Prevention methods: 1. Inhaled oxygen concentration should not exceed 50% as much as possible; 2. Use a ventilator; 3. Expect more sputum and breathe more deeply

Oxygen poisoning

Such as long-term inhalation of high-concentration oxygen (FiO2>50% is high-concentration oxygen), oxygen poisoning may occur, mainly manifested as sternal tightness, chest pain, shortness of breath, dry cough, etc. The characteristics of oxygen poisoning cases: reduction of alveolar surface-active substances, suppression of cilia activity, congestion of pulmonary capillaries, increased permeability, causing effusion in the alveoli, and pulmonary edema.

There are two factors that cause oxygen poisoning: inhaled oxygen concentration and oxygen inhalation time. 
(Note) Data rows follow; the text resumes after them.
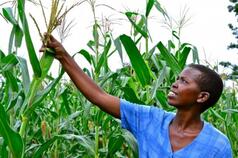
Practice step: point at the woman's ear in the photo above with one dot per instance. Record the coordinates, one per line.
(203, 96)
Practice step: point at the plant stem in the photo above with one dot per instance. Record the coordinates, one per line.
(96, 140)
(23, 126)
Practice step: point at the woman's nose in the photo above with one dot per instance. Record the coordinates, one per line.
(175, 85)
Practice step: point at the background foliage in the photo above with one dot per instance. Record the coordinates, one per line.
(45, 116)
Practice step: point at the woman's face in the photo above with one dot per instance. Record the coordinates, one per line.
(185, 90)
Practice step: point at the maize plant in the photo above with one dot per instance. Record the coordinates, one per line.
(47, 116)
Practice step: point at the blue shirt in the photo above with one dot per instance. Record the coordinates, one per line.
(150, 126)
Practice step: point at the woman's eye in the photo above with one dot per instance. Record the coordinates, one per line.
(184, 81)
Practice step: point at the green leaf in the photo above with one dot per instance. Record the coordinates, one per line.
(7, 12)
(114, 144)
(149, 6)
(12, 80)
(136, 59)
(137, 27)
(45, 63)
(130, 95)
(103, 57)
(117, 44)
(161, 97)
(86, 55)
(18, 36)
(44, 147)
(12, 138)
(31, 50)
(8, 62)
(42, 94)
(169, 58)
(25, 74)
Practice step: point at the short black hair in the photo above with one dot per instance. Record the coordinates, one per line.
(210, 82)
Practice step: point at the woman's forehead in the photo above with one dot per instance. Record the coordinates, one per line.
(191, 73)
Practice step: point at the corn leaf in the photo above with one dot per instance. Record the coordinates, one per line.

Prevention: Avoid continuous use of 100% oxygen for less than 24 hours, 70% oxygen for more than 2 days or 50% oxygen for more than 5 days.

Dry respiratory tract

Maintaining 37% temperature and 95%-100% humidity in the respiratory tract is a necessary condition for the normal clearance of the mucociliary system. Therefore, pay attention to the humidifying effect of the humidifying bottle during oxygen therapy.

If necessary, add warm water to the humidification bottle to improve the humidification effect. Regularly clean the internal pipeline of the humidification bottle to ensure the smoothness of the micropores at the bottom of the pipeline to ensure the humidification effect.

Retinopathy of prematurity

It mainly occurs from birth to about 1 month. Excessive oxygen partial pressure causes retinal vasoconstriction, leading to vascular necrosis. The proliferating new blood vessels are often fragile and easy to bleed, causing scar formation behind the retina, leading to retinal detachment and blindness. The American Primary Two Association recommends that keeping the newborn’s blood oxygen partial pressure below 80mmHg is the best way to reduce retinopathy.